Que ce soient les idéologies, les actions ou la compréhension de la pauvreté, le rôle des structures internationales, bien que central dans la compréhension du phénomène, ne peuvent se saisir sans identifier la place des institutions indonésiennes à différentes échelles.

41 « Pour une meilleure efficacité des Nations unies, les fonds et les agences vont travailler dans les zones géographies spécifiques les plus désavantagées pour une plus grande synergie et un impact plus fort » (Géographie Focus, UNPDF, 2011, p. 6)

1.1.3. La réduction de la pauvreté, un engagement national

La situation de Jakarta comme capitale politique et principal pôle économique de l’Indonésie implique d’insérer la réflexion dans le contexte national, et notamment de prendre en compte le rôle de Jakarta comme promotion du modèle indonésien.

En outre, il est nécessaire d’identifier la multiplicité des échelles d’intervention témoignant d’évolutions spatiales récentes. En effet, l’analyse précise des différents acteurs permet d’aborder les enjeux de cohabitation dans la ville et ses changements rapides en luttant contre la simplification des causalités expliquant les inégalités et la division sociale de la ville dans le cadre de la métropolisation (Le Goix et Humain-Lamourre, 2006). Ce processus implique des changements d’échelles à identifier, entre ville-centre (province municipale DKI), aire urbaine (Jabodetabek) et gouvernement national dans un contexte de globalisation. Chacune de ces échelles de gouvernement a des objectifs différents dont la confrontation prend forme dans l’espace urbain.

Une priorité nationale ?

Dans l’ordre des onze priorités nationales formulées dans le rapport cadre avec les Nations unies (UNPDF), la réduction de la pauvreté n’apparaît qu’en quatrième position (la réforme de la bureaucratie étant le premier enjeu). On peut aussi relever que cette entrée se trouve être la section la plus courte (p. 77 du rapport, moins de 20 lignes). Ainsi pouvons-nous douter de l’investissement réel du gouvernement à différentes échelles pour la réduction de la pauvreté. Pourtant, l’importance des programmes mis en place sur tout le territoire attesterait d’une volonté concrète des instances officielles pour la réduction de la pauvreté.

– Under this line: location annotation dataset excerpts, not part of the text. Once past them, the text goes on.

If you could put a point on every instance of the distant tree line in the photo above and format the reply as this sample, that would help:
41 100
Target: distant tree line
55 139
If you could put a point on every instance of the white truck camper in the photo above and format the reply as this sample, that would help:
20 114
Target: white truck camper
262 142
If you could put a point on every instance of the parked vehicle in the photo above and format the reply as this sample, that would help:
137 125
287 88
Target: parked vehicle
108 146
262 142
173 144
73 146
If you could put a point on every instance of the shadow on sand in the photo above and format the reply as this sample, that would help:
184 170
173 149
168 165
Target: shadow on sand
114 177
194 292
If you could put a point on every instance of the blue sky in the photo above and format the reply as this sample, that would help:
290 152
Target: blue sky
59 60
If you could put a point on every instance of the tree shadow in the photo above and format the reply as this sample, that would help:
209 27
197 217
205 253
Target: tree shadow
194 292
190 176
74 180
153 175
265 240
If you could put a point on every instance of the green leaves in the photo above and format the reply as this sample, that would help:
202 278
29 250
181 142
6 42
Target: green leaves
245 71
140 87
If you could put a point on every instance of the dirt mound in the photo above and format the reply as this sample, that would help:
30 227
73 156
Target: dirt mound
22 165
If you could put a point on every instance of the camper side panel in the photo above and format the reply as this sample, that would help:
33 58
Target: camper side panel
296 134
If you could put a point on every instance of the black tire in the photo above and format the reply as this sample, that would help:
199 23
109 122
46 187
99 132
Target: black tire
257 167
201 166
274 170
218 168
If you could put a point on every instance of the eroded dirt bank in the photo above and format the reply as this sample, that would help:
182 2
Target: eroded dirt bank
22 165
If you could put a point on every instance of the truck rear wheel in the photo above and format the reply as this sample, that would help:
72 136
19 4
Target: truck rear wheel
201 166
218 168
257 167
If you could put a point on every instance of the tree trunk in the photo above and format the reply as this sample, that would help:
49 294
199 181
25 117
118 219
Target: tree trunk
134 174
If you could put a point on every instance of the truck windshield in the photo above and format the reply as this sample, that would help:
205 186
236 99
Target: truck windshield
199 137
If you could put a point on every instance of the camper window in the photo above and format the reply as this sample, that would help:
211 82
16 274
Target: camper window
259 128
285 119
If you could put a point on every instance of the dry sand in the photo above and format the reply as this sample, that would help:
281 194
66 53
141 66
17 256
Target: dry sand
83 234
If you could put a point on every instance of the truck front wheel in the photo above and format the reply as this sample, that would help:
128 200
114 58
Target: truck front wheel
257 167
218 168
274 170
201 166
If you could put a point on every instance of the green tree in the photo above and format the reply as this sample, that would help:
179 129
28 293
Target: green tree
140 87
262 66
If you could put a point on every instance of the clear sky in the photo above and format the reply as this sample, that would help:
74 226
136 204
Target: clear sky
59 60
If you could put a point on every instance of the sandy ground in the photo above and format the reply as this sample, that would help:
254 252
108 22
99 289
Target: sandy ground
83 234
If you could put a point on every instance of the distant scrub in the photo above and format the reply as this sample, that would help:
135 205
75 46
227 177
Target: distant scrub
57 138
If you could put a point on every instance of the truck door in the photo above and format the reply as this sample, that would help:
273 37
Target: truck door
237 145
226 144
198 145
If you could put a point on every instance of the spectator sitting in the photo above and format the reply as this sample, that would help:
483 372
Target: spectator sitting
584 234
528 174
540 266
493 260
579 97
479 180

Une structure en particulier a été mise en place pour la gestion de la pauvreté. La TNP2K – Tim Nasional Perceptan Penanggulangan Kemiskinan– est l’équipe nationale pour l’accélération de la réduction de la pauvreté. Elle se veut intersectorielle et centralisée. Cette institution a été mise en place par un décret présidentiel (N°15) en 2010. Sa mission consiste à coordonner les différents programmes entre les ministères et agences et à contrôler leur mise en œuvre afin de parvenir à un taux de pauvreté entre 8 et 10 % d’ici la fin 2014 (en mars 2013, la proportion de population sous le seuil de pauvreté s’élevait encore à 11,34 %). Cette équipe est rattachée au mandat du Vice-Président de la République d’Indonésie.

Au cours de mon travail d’enquête, j’ai aussi rencontré « l’envoyé spécial du Président pour la réduction de la pauvreté ». Il synthétise sa mission en deux points : d’abord évaluer l’efficacité des programmes gouvernementaux dans ce domaine, puis aider le Président à

prendre des « décisions plus sages » (entretien, mai 2013). Il dispose d’une équipe de travail mais ne détient pas de pouvoir décisionnaire (cette fonction est réservée à l’agence nationale de planification et de développement – BAPPENAS42).